Fines bedeutet aber auch "Ziele". Latein bietet sich daher besonders an, um den entscheidenden Konnex in der Debatte über die Zukunft der Union herzustellen: Müsste die EU nicht zuerst wissen, was sie am Ende sein will, bevor sie entscheidet, wer alles dazugehören soll? Eine EU als Superstaat wäre der souveränitätsbewussten Türkei nicht die erhoffte Heimat. Eine EU als reine Freihandelszone würde vielleicht sogar den Schweizern attraktiv erscheinen.

Über die Ziele der EU macht sich in diesen Monaten der Reformkonvent Gedanken. Die Grenzen ziehen die Staats- und Regierungschefs ab Donnerstag in Kopenhagen ein wenig weiter. Gegen die zehn Neulinge, die dort zu EU- Mitgliedern gekürt werden, hat niemand mehr etwas einzuwenden. Auch Rumänien und Bulgarien werden ein Hoffnungsdatum bekommen.

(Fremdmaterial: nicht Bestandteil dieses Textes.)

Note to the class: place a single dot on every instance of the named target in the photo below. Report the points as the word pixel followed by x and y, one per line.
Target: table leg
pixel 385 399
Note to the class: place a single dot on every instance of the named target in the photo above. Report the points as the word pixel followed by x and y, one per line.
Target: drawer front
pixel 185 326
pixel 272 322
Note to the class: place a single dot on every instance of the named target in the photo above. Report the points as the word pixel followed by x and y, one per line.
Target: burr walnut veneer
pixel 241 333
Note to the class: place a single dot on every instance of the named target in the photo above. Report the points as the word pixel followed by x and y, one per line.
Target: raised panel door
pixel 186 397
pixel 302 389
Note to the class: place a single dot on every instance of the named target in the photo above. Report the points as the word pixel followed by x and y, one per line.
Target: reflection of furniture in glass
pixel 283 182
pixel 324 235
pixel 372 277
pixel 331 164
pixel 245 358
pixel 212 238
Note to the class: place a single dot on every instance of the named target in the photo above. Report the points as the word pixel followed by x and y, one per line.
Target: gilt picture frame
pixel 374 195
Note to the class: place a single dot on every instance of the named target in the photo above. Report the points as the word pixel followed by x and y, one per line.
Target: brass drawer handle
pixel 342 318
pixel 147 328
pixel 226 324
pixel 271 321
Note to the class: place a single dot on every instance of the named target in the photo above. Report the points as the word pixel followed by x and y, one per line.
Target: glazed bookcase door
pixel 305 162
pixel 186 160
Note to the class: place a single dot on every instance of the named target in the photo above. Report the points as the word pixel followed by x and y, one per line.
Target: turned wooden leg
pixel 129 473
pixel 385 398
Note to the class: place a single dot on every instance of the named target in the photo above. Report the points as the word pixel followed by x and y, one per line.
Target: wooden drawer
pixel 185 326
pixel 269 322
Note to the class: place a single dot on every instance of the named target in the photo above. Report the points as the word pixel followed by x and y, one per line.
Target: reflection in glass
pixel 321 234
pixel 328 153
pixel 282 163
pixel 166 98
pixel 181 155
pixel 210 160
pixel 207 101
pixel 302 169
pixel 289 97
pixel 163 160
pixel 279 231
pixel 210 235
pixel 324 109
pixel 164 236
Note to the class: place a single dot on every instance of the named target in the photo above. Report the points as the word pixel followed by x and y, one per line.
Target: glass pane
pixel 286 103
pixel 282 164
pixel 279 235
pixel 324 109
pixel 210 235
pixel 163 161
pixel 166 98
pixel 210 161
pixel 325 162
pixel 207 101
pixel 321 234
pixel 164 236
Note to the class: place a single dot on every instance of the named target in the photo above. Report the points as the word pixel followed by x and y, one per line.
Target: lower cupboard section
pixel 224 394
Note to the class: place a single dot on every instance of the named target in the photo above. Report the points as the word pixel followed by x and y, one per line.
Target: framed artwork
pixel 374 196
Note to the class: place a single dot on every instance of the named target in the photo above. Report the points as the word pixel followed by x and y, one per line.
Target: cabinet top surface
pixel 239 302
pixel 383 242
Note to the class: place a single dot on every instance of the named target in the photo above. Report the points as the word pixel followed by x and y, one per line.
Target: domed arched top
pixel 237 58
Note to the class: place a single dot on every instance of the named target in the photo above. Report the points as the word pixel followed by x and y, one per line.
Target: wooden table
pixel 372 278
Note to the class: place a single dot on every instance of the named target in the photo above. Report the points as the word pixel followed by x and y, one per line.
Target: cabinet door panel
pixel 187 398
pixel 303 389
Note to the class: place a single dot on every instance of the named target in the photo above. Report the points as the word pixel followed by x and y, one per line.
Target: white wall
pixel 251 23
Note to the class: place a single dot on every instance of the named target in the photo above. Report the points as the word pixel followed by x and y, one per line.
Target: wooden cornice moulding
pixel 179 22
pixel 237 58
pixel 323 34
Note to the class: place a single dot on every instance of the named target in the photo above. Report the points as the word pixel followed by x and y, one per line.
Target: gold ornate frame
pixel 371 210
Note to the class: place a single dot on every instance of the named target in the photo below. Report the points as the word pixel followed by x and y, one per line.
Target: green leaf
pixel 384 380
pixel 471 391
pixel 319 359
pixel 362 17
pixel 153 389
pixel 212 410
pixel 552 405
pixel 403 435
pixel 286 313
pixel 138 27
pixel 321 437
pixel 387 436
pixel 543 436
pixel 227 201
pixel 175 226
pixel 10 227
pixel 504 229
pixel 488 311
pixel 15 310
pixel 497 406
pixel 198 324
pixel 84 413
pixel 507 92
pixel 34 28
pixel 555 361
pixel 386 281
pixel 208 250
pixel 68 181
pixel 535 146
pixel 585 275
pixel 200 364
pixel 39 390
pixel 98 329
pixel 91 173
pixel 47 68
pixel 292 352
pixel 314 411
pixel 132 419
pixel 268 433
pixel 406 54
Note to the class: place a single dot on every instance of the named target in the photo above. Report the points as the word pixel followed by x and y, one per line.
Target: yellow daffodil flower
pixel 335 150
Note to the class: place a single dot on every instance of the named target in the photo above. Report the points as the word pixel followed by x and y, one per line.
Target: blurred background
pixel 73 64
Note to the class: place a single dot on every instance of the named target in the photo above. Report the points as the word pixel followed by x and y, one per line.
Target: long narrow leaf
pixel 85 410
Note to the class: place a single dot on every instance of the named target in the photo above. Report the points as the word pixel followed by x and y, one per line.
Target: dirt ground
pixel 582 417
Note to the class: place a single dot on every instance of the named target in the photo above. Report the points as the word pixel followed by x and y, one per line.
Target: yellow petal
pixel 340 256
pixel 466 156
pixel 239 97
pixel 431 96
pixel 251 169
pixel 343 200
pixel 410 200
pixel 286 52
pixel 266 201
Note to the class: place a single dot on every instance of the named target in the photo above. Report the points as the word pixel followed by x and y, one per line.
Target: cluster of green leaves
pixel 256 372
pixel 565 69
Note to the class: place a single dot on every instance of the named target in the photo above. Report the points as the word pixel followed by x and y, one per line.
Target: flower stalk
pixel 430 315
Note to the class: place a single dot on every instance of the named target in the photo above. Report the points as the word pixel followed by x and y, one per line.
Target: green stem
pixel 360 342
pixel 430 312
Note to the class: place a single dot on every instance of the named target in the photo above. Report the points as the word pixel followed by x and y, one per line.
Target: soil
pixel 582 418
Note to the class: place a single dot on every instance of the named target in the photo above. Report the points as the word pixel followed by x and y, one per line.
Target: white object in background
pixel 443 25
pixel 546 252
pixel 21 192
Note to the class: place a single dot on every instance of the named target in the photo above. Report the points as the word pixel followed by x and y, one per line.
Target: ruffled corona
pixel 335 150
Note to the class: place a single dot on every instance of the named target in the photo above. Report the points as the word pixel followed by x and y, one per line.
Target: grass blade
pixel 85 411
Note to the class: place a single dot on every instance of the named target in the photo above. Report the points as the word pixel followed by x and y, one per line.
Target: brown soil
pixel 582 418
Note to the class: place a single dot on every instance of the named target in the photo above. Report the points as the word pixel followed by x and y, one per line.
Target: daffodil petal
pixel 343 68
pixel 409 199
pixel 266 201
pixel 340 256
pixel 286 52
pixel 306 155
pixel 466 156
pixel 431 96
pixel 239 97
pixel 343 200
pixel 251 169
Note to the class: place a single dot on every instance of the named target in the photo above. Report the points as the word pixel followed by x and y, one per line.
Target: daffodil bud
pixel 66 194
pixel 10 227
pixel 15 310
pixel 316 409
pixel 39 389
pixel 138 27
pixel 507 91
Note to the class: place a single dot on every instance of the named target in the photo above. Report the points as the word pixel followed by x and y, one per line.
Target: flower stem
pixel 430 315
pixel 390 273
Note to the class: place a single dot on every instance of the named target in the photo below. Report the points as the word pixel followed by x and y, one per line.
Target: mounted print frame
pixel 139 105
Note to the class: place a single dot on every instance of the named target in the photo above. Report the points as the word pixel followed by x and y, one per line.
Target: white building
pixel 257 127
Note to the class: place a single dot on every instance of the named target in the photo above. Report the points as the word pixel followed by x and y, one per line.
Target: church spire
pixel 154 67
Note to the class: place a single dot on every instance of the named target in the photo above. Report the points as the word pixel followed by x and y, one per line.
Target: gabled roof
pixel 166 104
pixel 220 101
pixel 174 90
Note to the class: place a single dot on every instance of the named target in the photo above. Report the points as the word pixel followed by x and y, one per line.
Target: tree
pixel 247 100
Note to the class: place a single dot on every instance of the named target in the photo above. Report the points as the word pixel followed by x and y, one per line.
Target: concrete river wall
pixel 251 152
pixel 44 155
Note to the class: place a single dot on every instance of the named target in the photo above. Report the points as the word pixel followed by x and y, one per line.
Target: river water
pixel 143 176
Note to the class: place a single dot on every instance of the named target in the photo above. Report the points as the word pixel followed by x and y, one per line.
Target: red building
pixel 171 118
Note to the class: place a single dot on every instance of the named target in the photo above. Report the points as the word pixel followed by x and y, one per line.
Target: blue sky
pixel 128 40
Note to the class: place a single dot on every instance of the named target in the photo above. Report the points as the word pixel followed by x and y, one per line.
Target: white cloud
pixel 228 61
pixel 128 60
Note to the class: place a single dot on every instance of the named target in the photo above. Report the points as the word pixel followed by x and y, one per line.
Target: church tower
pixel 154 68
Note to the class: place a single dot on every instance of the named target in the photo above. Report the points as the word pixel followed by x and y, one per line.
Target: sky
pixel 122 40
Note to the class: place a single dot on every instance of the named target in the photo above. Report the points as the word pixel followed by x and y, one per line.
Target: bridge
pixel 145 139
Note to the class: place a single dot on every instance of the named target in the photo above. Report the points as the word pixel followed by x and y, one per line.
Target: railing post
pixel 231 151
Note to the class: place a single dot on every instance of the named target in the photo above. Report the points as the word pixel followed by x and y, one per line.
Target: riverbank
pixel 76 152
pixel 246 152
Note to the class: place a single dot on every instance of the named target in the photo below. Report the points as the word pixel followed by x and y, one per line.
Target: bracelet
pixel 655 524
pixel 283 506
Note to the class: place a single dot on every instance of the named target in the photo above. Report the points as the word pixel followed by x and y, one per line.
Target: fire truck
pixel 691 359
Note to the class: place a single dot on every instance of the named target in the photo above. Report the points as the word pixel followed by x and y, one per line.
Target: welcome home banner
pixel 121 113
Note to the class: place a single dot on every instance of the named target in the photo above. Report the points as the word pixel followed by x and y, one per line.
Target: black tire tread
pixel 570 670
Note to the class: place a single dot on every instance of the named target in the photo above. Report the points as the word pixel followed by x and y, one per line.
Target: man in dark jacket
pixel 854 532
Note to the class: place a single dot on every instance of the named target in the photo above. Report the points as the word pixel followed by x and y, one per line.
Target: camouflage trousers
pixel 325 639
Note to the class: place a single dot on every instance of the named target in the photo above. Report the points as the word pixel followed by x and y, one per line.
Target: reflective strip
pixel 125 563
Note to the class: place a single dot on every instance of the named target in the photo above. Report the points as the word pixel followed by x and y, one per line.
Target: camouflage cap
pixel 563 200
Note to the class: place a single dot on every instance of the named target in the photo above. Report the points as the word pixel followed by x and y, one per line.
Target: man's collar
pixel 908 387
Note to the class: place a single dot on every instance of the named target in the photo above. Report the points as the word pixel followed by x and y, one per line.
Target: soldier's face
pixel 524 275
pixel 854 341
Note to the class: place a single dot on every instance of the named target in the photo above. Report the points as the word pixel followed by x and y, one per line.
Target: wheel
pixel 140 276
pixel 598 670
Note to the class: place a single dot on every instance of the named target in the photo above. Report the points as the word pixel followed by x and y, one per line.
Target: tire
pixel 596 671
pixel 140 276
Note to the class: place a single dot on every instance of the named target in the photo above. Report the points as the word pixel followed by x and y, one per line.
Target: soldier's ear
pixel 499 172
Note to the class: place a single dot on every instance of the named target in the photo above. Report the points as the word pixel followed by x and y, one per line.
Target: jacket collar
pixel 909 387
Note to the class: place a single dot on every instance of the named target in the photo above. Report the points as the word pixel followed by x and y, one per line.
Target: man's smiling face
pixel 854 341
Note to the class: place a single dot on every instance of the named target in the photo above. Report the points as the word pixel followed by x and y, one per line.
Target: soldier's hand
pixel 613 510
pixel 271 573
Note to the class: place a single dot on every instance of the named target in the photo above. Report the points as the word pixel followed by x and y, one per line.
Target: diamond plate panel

Bliebe der Kandidat Türkei.

Romano Prodi selbst hat die Grenzen/Ziele-Debatte vergangene Woche indirekt durch seine EU-Verfassungsskizze bereichert. Ihr Codename - _Penelope - deutet an, was sie sein soll: den Europäern Heimstatt nach langer Irrfahrt, wie sein Weib dem Odysseus.

Geschichtsbewusste Politiker in Ankara - auch sie kennen die abendländischen Klassiker - mögen das als Steilvorlage nutzen: Odysseus' lange Reise durch das Mittelmeer begann in Troia, auf dem Gebiet der heutigen Türkei. Konventspräsident Valéry Giscard d'Estaing kontert, dass unter den Römern die Landmasse, auf der der Großteil der Türkei heute liegt, nun einmal "Asia minor" hieß. Kleinasien, nicht Kleineuropa.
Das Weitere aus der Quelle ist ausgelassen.